When Solis's shoulders drooped and the first real tears leaked from the corners of his eyes, Elizabeth took his hand in hers and squeezed. "You did not choose this," she said in an old, stern way. "But you survived a thing that many of us did not. Now rest. Ada will come when she can. Vaidya will bring news. The world does not depend on one blade. And... it's not you fault."
Solis wanted to argue. He wanted to reject the bed and run. He wanted to find the sword that was given to him by Phill's spirit. But his body remembered the drain: the way Razille's shadow had found the seams of his aura. He could not pretend his limbs would cooperate.
Reluctantly, like a man letting a broken wing rest, he lay back. Vaidya adjusted the blanket and sat to watch. Elizabeth hums a soft, old song while she embroidered a small strip of cloth with a ward — in case. Outside, through the infirmary window, the sky above Mailie was gray and thin with smoke that seemed to travel from far-off fights like a rumor.
Solis closed his eyes. For a moment the dragon's maw returned — not as threat now but as a promise of a shape he would have to learn to meet.

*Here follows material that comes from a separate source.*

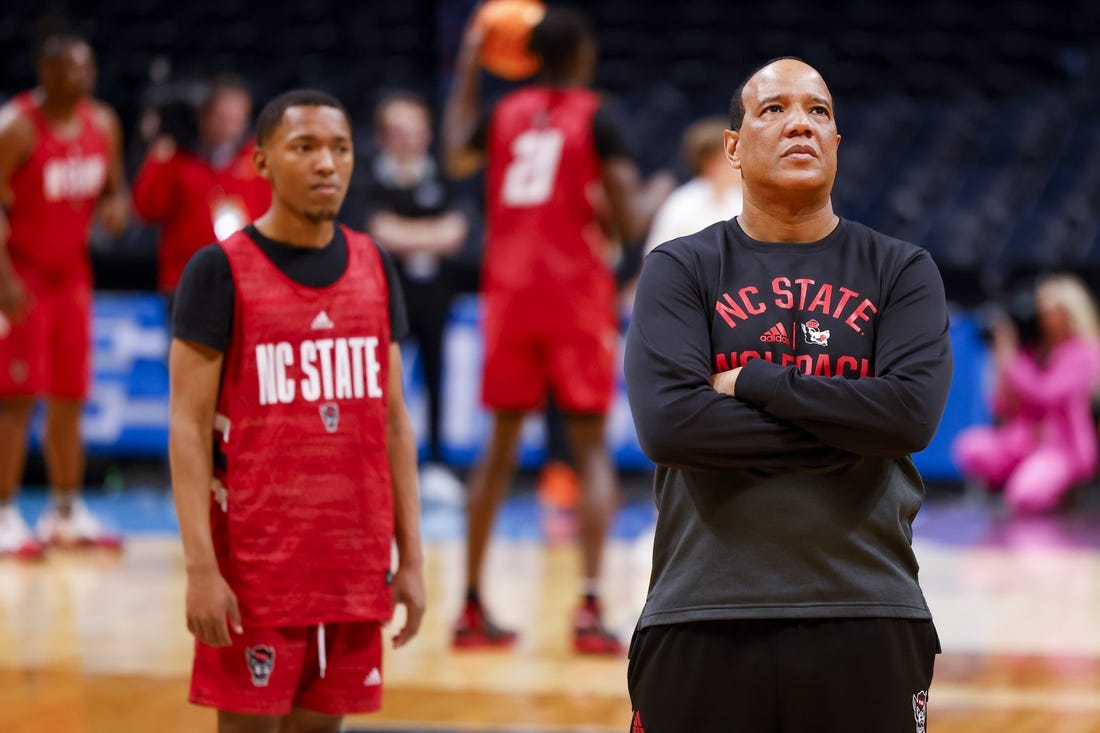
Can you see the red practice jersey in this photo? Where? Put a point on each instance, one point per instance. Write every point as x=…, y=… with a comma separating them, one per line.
x=546, y=259
x=306, y=529
x=54, y=196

He felt the medallion on his chest. He thought of Ada, of Devon's orders, of Cassandra and Colins fighting in a world grown mad. He thought of Razille and the place she had walked to break a seal.
Then, with great effort, he let sleep take him again: this time a shallower, guarded sleep. Elizabeth hummed. Vaidya keep watching. The kingdom burned in news and rumor beyond the infirmary's thin walls, but for now the bed held him, and the world waited for him to stand again.